Prof. Yair Reisner of the Weizmann Institute of Science in Rehovot Israel is the leader of a team that has successfully grown functional kidneys in mice from pig and human stem cells taken from embryos.

Reisner and Ph.D. student Benny Dekel of the Weizmann Institute's Immunology Department, with Prof. Justen Passwell, the head of the pediatric department at the Sheba Medical Center, transplanted human and porcine "kidney precursor cells" (stem cells that are destined to become kidney cells) into mice. Both human and porcine tissues grew into perfect kidneys, the size of the mice's kidneys. The miniature human and pig kidneys were functional, producing urine. In addition, blood supply within the kidney was provided by host blood vessels as opposed to donor blood vessels, greatly lowering the risk of rejection.

The scientists pinpointed the ideal time during embryonic development in which the stem cells have the best chance to form well-functioning kidneys with minimal risk for immune rejection. Their findings suggest that 7-8 week (human) and 4 week (porcine) tissue offers an optimal window of opportunity for transplantation. If taken at earlier time points the tissues will develop disorganized tissue that would include non-kidney structures such as bone, cartilage, and muscle. If taken at later time points the risk for immune rejection is substantial.

Within this optimal time range the tissue doesn't contain certain cells that the body recognizes as foreign (antigen-presenting cells), the scientists found. These cells, which originate in the blood system, reach a developing kidney only after ten weeks.

After growing the human and porcine kidney tissue in mice, the scientists checked how human lymphocytes (fighter cells in the immune system) might react to it. They injected human lymphocytes into immunodeficient mice (that have no immune system and thus do not interfere with the immune response). The findings were encouraging: as long as the kidney precursors were transplanted within the right time range, the lymphocytes did not attack the new pig or human kidneys – despite the fact that lymphocytes and kidney precursors originated from different donors. Immune rejection was also tested in normal mice and was shown to be reduced compared to that induced by precursors from later time points.

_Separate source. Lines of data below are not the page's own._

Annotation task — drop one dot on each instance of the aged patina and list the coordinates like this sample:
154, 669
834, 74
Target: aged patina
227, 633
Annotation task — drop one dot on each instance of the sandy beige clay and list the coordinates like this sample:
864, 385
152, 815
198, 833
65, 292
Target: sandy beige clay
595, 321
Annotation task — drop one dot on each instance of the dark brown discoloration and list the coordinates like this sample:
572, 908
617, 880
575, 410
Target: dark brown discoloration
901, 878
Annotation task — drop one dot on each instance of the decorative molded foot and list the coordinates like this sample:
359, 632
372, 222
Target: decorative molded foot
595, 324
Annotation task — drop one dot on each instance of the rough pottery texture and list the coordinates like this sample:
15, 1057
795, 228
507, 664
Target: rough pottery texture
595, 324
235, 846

There is an obvious problem for the use of this approach in the United States: The precursor stem cell tissue has to be harvested from 7-8 week old human embryos (which were aborted embryos). The idea of allowing an embryo to develop for 2 whole months before harvesting will elicit strong opposition from the opponents of embryonic stem cell use. An attempt to make organs available which are grown by this method (whether from abortions or from embryos grown in a lab) may well lead the US Congress to outlaw the technique.

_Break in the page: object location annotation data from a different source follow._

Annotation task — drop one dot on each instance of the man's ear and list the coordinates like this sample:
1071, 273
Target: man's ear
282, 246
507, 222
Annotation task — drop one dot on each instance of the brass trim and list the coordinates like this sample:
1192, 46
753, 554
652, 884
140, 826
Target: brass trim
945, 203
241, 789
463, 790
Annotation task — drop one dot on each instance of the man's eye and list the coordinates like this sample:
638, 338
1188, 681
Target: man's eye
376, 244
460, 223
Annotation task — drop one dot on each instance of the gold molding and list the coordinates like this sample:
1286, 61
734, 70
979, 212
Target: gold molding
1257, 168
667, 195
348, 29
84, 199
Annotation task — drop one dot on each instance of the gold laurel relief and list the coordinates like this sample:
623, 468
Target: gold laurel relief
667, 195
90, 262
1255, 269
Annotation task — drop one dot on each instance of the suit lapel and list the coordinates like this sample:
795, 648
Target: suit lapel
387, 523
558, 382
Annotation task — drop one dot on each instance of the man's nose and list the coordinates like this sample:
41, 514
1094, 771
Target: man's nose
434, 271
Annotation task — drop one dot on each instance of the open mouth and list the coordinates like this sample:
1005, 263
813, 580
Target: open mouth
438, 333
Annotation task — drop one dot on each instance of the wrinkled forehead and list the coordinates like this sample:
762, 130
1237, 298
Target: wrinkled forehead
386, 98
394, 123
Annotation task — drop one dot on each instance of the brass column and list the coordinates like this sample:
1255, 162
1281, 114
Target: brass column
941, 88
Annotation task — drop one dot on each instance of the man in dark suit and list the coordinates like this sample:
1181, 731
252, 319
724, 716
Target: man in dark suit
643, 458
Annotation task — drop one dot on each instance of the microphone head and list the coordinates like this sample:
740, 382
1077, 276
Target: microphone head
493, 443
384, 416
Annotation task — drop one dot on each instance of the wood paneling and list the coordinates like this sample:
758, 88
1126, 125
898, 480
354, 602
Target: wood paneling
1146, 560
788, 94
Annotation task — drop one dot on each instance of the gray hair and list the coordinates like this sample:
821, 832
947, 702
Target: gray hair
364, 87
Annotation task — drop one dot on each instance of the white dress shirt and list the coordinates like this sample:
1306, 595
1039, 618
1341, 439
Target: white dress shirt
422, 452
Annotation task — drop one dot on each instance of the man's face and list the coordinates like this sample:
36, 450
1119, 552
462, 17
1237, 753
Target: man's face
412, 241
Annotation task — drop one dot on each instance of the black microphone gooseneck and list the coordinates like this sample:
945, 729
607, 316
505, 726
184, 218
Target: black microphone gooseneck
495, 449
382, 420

As an alternative approach there is a chance that pig embryonic stem cells could be coaxed into forming kidneys that would be immunologically compatible with humans and compatible with human metabolic needs for kidney function. That is likely the reason why the Israeli group also used porcine stem cells in this set of experiments. But the use of porcine stem cells to create human-compatible kidneys may be technically harder than the use of human stem cells for the same purpose. In order to make the porcine stem cell approach work it may be necessary to put human versions of some genes into pigs.

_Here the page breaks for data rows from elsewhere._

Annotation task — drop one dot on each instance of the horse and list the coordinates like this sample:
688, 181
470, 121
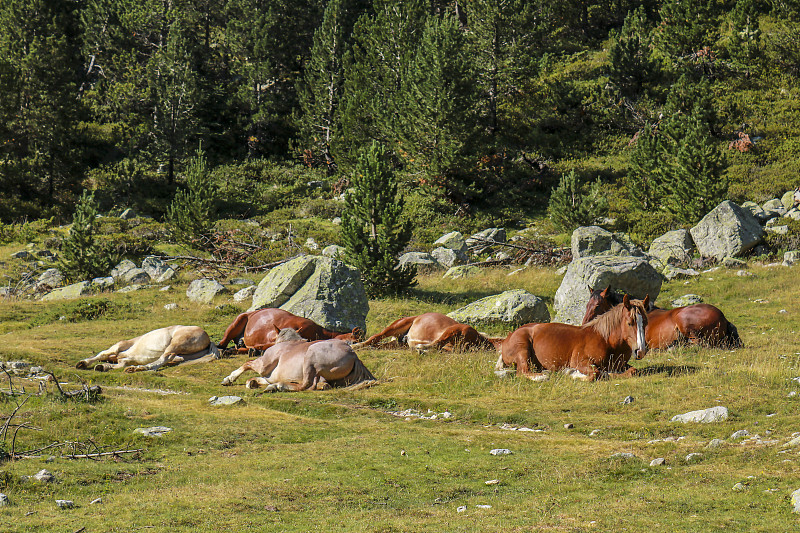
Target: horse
599, 348
295, 364
257, 330
432, 330
698, 324
165, 346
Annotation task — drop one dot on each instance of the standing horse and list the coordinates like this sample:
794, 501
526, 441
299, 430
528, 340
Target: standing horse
154, 349
602, 346
432, 330
697, 324
294, 364
258, 329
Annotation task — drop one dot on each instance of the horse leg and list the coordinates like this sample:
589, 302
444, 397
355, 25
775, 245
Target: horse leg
398, 329
234, 331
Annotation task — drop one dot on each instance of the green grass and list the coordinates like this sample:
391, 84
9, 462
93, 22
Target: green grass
338, 461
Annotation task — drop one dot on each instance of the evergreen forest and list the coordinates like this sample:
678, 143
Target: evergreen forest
651, 111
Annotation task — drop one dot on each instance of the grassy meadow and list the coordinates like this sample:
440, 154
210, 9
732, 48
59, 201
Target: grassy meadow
340, 461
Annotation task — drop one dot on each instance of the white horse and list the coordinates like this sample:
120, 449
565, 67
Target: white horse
151, 351
294, 364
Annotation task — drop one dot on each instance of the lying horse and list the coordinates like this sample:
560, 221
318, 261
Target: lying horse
294, 364
257, 329
602, 346
151, 351
697, 324
432, 330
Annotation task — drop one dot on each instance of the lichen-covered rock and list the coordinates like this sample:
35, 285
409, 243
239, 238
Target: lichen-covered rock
728, 230
204, 290
118, 271
447, 257
674, 247
76, 290
422, 260
634, 275
324, 290
588, 241
510, 308
703, 416
463, 271
453, 240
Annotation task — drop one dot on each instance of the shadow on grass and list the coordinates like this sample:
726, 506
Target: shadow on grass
669, 370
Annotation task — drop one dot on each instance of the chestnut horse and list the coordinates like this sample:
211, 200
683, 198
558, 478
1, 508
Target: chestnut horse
258, 329
600, 347
294, 364
697, 324
432, 330
154, 349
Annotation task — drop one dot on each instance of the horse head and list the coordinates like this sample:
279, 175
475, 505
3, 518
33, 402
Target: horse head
636, 315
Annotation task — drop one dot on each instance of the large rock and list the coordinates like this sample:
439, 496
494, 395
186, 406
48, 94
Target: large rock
672, 247
204, 290
511, 308
447, 257
728, 230
633, 275
588, 241
453, 240
76, 290
703, 416
324, 290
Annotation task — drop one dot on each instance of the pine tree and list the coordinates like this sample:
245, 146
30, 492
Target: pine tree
373, 230
81, 257
573, 205
192, 212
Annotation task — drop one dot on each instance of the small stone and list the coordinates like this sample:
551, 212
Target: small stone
501, 451
156, 431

Another alternative approach would be to figure out how to instruct cells that are more differentiated to become less differentiated cell types. Then it might be possible to, for instance, tell an adult kidney cell to revert back to the state that its progenitors were in at the 7th or 8th week of embryonic development. It is difficult to say how long it would take to develop a way to do that. By contrast, the ethically and legally more problematic approach of allowing a human embryo to develop thru the series of steps it normally goes thru is technically well understood and doesn't require as much knowledge of how cells differentiate. Therefore what is today the easiest technical approach also happens to be the approach that elicits the greatest political opposition.

Update: Charles Murtaugh corrects my sloppy use of the term "embryonic stem cells" (which you will no longer see above since I fixed it). In these experiments the embryos were sufficiently far along in their development that the cells taken from the embryos had undergone enough differentiation that they were no longer capable of becoming all cell types (i.e. no longer pluripotent). Therefore they were not embryonic stem cells (which are pluripotent and undifferentiated) even though they were stem cells extracted from embryos. So what to call these cells? The widely used term "adult stem cells" hardly seems adequate to describe stem cells that are not pluripotent but which come from an embryo. The word "adult" implies cells rather older than those used in this experiment and stem cells taken from an adult wouldn't have the same qualities. Though some writers use the term "non-embryonic stem cells" it seems to my ear that "non-pluripotent stem cells" would be an even more precise term.